Oasis du désert de Syrie au nord-est de Damas, Palmyre abrite les ruines monumentales d’une grande ville qui fut l’un des plus importants foyers culturels du monde antique. Au carrefour de plusieurs civilisations, l’art et l’architecture de Palmyre allièrent aux Ier et IIe siècles les techniques gréco-romaines aux traditions locales et aux influences de la Perse.

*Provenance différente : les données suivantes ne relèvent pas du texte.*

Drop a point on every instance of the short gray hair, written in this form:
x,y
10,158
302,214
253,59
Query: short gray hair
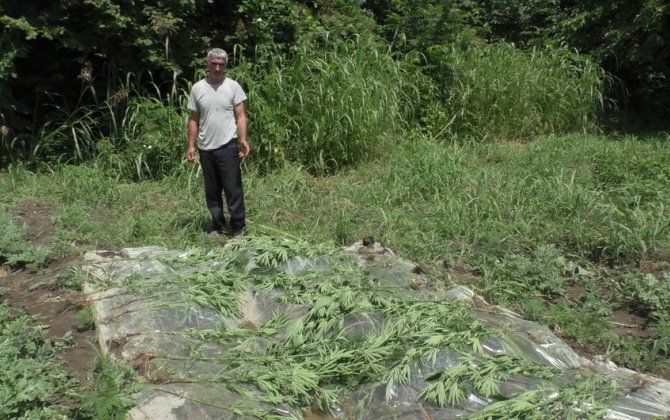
x,y
217,53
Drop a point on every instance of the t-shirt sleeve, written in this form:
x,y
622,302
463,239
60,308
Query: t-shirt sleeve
x,y
238,94
192,102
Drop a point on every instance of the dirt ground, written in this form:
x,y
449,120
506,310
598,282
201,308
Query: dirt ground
x,y
38,293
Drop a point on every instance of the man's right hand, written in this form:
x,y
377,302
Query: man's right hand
x,y
190,154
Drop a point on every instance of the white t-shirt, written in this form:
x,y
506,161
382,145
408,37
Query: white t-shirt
x,y
215,104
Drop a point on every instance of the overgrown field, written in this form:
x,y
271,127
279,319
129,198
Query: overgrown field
x,y
568,231
457,173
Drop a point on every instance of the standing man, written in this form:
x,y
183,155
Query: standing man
x,y
218,122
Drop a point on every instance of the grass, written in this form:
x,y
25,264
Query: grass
x,y
565,229
529,220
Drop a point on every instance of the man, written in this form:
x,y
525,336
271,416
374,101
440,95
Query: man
x,y
217,122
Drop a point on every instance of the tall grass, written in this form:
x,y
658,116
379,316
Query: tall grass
x,y
499,92
326,109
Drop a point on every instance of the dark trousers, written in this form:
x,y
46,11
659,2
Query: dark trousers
x,y
221,169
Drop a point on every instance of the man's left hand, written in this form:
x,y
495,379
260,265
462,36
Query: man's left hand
x,y
244,148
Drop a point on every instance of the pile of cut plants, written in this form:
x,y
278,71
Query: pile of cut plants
x,y
271,327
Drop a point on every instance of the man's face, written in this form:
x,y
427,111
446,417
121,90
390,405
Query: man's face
x,y
216,66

Mentionnée pour la première fois dans les archives de Mari au IIe millénaire av. J.-C., Palmyre était une oasis caravanière établie lorsqu’elle entra sous contrôle romain dans la première moitié du Ier siècle et fut rattachée à la province romaine de Syrie. Elle devint peu à peu une cité prospère sur la route commerçante reliant la Perse, l’Inde et la Chine à l’Empire romain, au carrefour de plusieurs civilisations du monde antique. Longue de 1100 m, la grande colonnade constitue l’axe monumental de la ville qui, avec d’autres rues secondaires perpendiculaires également bordées de colonnes, relie les principaux monuments publics dont le temple de Bel, le Camp de Dioclétien, l’Agora, le Théâtre, d’autres temples et des quartiers d’habitations. L’ornementation architecturale, qui présente notamment des exemples uniques de sculpture funéraire, associe les formes de l’art gréco-romain à des éléments autochtones et à des influences perses dans un style profondément original. En dehors de l’enceinte fortifiée, se dressent les vestiges d’un aqueduc romain et d’immenses nécropoles.

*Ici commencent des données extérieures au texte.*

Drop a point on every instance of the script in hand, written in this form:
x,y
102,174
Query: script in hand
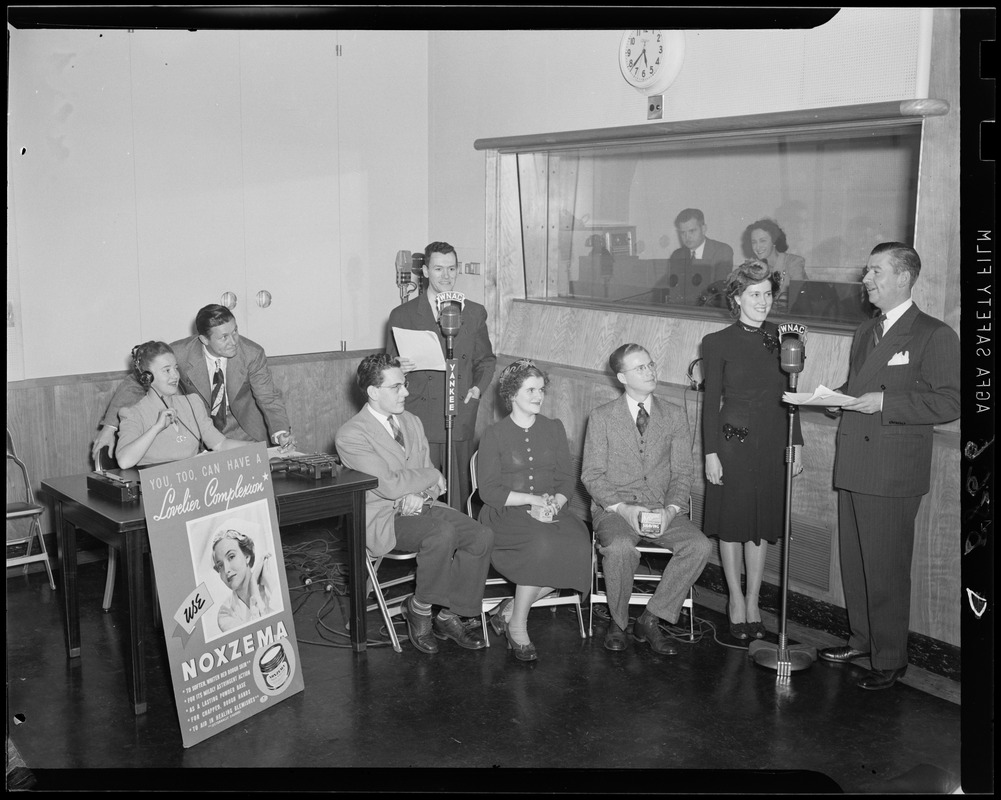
x,y
822,395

La découverte des ruines de la cité par des voyageurs aux XVIIe et XVIIIe siècles a influencé par la suite les styles d’architecture.

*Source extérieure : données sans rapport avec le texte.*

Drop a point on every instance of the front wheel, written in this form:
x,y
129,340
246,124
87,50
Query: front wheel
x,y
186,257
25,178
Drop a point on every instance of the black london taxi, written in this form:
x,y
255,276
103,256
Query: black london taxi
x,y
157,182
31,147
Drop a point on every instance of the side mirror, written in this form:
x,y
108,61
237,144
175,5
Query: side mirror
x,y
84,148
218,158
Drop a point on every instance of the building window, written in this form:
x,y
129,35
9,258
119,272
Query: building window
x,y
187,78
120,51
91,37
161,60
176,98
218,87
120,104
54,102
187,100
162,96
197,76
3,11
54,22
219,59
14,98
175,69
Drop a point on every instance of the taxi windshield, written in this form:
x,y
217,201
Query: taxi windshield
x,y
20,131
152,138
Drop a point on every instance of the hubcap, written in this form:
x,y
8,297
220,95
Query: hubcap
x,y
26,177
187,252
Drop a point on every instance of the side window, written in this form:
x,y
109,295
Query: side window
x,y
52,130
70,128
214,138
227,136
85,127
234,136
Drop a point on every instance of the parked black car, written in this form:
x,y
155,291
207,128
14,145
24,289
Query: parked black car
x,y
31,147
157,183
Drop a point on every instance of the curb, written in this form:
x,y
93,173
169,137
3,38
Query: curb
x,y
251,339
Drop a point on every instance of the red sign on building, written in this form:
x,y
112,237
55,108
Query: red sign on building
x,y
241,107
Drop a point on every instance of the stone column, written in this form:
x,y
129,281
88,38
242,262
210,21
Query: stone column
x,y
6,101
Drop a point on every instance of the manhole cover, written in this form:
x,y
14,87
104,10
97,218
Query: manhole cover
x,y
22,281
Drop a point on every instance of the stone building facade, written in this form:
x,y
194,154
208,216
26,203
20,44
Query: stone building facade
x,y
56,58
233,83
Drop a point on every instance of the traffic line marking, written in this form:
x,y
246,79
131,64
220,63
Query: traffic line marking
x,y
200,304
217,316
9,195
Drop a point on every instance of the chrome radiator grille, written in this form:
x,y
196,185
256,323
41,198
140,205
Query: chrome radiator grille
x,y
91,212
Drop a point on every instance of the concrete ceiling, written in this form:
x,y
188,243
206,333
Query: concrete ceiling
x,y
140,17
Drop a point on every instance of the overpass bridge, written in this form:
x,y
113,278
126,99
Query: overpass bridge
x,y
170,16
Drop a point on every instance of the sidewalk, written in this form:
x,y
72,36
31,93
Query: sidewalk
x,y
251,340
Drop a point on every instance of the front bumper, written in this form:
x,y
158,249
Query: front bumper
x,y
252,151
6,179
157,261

Villages antiques du Nord de la Syrie

Situés dans le vaste Massif calcaire, au nord-ouest de la Syrie, une quarantaine de villages antiques offrent un aperçu cohérent et d’une amplitude exceptionnelle sur les modes de vie ruraux et villageois de l’Antiquité tardive et de l’époque byzantine. Abandonnés au cours des VIIIe-Xe siècles, ils possèdent toujours une grande partie de leurs monuments et constructions d’origine, dans un remarquable état de conservation : maisons d’habitation, temples païens, églises et sanctuaires chrétiens, monuments funéraires, thermes, édifices publics, bâtiments aux fonctions économiques et artisanales, etc. C’est également une illustration exceptionnelle du développement du christianisme en Orient, au sein de communautés villageoises. Regroupés au sein de huit parcs archéologiques, l’ensemble forme une série de paysages culturels reliques uniques et exceptionnels.